When I walked into my yoga class this morning, the instructor and another lady were talking about attending church on Easter. One lady said that the preacher gave a sermon showing the similarities of Christianity, Judaism and Islam. He explained that all three are monotheistic and recognize the Abrahamic covenant.
I think his message argued for a basis of some form of unity, because the instructor chimed in with her opinion. She does not like the “segregation” of the religions and believes we should find a way to unite.
I wanted to ask, What kind of unity do you think is possible with these three religions? These intelligent women seemed to ignore the distinctions of each religious system that set each apart from other religions. These distinctions necessarily “segregate” each system in the sense that they explain why each religion needs to exist.
The call for a unity of Judaism, Christianity and Islam demands that each system deny its distinguishing doctrines. Islam would have to deny that Ishmael was the intended recipient of God’s covenant promises to Abraham. Judaism would have to deny that Isaac was the chosen seed. They would have to agree that descending from Abraham is all that matters. Then they would both have to accept that God also determined that others could become recipients of the promise through the same kind of faith that Abraham possessed, as much of Christianity believes.
Christianity would have to deny the deity of Jesus, the unique personhood of the Holy Spirit, the resurrection of Jesus and God’s offer of forgiveness to man through the work of Jesus on the cross, to name only a few doctrines. Islam would have to deny that God called Muhammad as a prophet. Judaism would need to abandon most of their holy days.
The mutilation of these three systems would leave nothing that even remotely resembles the originals. The character of God and the moral nature of the universe would remain, although the means of obtaining God’s forgiveness and acceptance would demand discussion, since the three systems disagree on this doctrine. Agreement on much of history would survive (except for the resurrection of Jesus), but interpretation of events would require negotiation.
As you can see, a few similarities do not provide a foundation for unity. Unity necessitates agreement, which could never evolve out of these divergent belief systems.
Every religion contains a set of beliefs that define it uniquely from other religions. Otherwise, it would have no reason to exist. Calling for unity asks people to jettison their beliefs for no rational, evidential reason, which seems naïve at best.
Many people suggest we need tolerance, an unbiased acceptance of each other with all of our differences. This tolerance would need to allow for a free discourse of ideas and beliefs. Each religion poses as the correct system. If the pursuit of truth is not compromised by this tolerance, then every human should be granted the freedom to seek this truth through careful investigation of each religion.
Fanatics of all three religions have sabotaged a peaceful coexistence throughout history. This fanaticism does not fairly characterize any of the religions.
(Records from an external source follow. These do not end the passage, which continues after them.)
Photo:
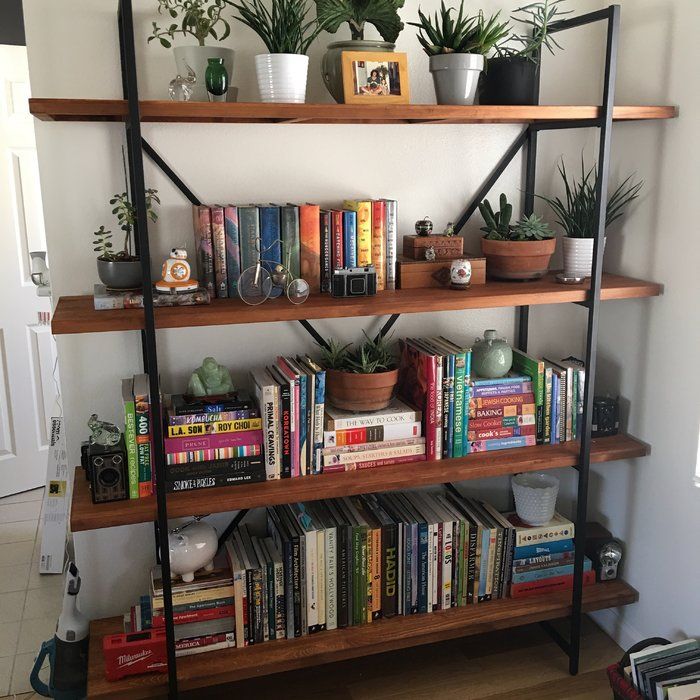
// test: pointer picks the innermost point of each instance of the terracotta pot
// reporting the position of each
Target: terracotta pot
(517, 260)
(361, 392)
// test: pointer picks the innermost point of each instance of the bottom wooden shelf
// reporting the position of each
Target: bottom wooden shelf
(399, 632)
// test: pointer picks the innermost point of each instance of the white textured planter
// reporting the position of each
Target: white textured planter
(196, 58)
(578, 256)
(456, 76)
(282, 76)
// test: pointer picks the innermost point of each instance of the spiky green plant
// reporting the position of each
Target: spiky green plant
(442, 34)
(283, 28)
(576, 214)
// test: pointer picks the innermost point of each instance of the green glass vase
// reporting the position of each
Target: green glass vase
(216, 78)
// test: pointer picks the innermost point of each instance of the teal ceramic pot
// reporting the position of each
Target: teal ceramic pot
(491, 357)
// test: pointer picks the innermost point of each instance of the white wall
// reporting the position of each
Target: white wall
(430, 169)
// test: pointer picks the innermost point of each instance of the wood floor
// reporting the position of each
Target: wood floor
(522, 663)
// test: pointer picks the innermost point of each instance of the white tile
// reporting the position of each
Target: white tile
(22, 531)
(33, 632)
(14, 578)
(8, 638)
(11, 606)
(13, 512)
(16, 553)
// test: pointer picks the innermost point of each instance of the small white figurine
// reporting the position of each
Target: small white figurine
(176, 274)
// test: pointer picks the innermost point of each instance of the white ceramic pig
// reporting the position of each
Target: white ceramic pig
(192, 547)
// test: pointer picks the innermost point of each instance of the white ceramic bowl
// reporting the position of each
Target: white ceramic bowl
(535, 497)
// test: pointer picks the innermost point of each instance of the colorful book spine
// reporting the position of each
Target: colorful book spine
(233, 250)
(218, 236)
(204, 248)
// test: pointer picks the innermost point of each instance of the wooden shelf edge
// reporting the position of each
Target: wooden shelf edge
(394, 633)
(85, 515)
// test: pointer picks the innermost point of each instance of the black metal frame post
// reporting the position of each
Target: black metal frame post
(133, 140)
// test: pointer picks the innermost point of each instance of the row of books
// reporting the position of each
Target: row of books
(312, 241)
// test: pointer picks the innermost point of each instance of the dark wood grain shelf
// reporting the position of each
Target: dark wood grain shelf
(77, 314)
(85, 515)
(398, 632)
(257, 112)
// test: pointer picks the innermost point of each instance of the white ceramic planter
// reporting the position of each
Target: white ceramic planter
(456, 76)
(196, 58)
(282, 76)
(578, 256)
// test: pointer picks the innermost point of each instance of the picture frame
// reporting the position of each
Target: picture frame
(375, 77)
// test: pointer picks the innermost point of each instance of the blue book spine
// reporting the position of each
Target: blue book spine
(270, 249)
(534, 550)
(350, 238)
(233, 250)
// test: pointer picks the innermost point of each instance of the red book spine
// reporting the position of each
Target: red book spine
(547, 585)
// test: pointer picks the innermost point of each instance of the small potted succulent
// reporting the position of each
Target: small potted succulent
(382, 14)
(512, 75)
(576, 214)
(363, 378)
(201, 20)
(287, 34)
(515, 252)
(456, 47)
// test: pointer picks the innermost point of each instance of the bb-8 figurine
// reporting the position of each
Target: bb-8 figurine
(176, 274)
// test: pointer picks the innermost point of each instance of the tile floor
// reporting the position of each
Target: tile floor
(29, 602)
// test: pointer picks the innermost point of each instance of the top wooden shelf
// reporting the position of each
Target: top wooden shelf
(49, 109)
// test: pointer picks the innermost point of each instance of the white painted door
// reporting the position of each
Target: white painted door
(27, 389)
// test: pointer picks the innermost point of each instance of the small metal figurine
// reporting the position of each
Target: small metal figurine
(424, 227)
(176, 274)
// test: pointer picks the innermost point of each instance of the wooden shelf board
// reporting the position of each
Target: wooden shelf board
(85, 515)
(258, 112)
(398, 632)
(76, 314)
Debate surrounds Islamic teaching on jihad, but if we accept the dominant teaching, jihad should not disrupt true tolerance.
Christianity should distinguish itself from the other two in this respect. All three systems require a habit of love. But Jesus commanded a higher calling when he instructed his disciples to “love your enemies.” Adherents of other religions are not inherently our enemies, since a difference of opinion does not constitute enmity. Followers of Christ are compelled to practice an active love toward every person we know. We have no excuse for creating an atmosphere of superiority or hostility or strife.
Fanatics who choose to attack Christians in the name of their religious beliefs make themselves our enemies. According to Jesus, we should extend the same love and acceptance to them as to any other neighbor. This does not preclude the need for justice or a respect for and protection of life. The offer and practice of this kind of love is complex, but still necessary, if we want to practice our belief system with integrity.
Paul identified Jesus’ followers as his ambassadors. Jesus did not retaliate against his enemies. He did not strike back against those who struck him. He did not even revile those who made themselves his enemies. In the midst of intense pain caused by his accusers, he prayed to his Father to forgive them.
This kind of love should identify Christianity. Others may advocate for love in their systems as well, but I do not believe they take love to this degree.
Not only should we not concede to the cries for unity with other religions, but neither should we compromise a love that was projected onto all people from the cross.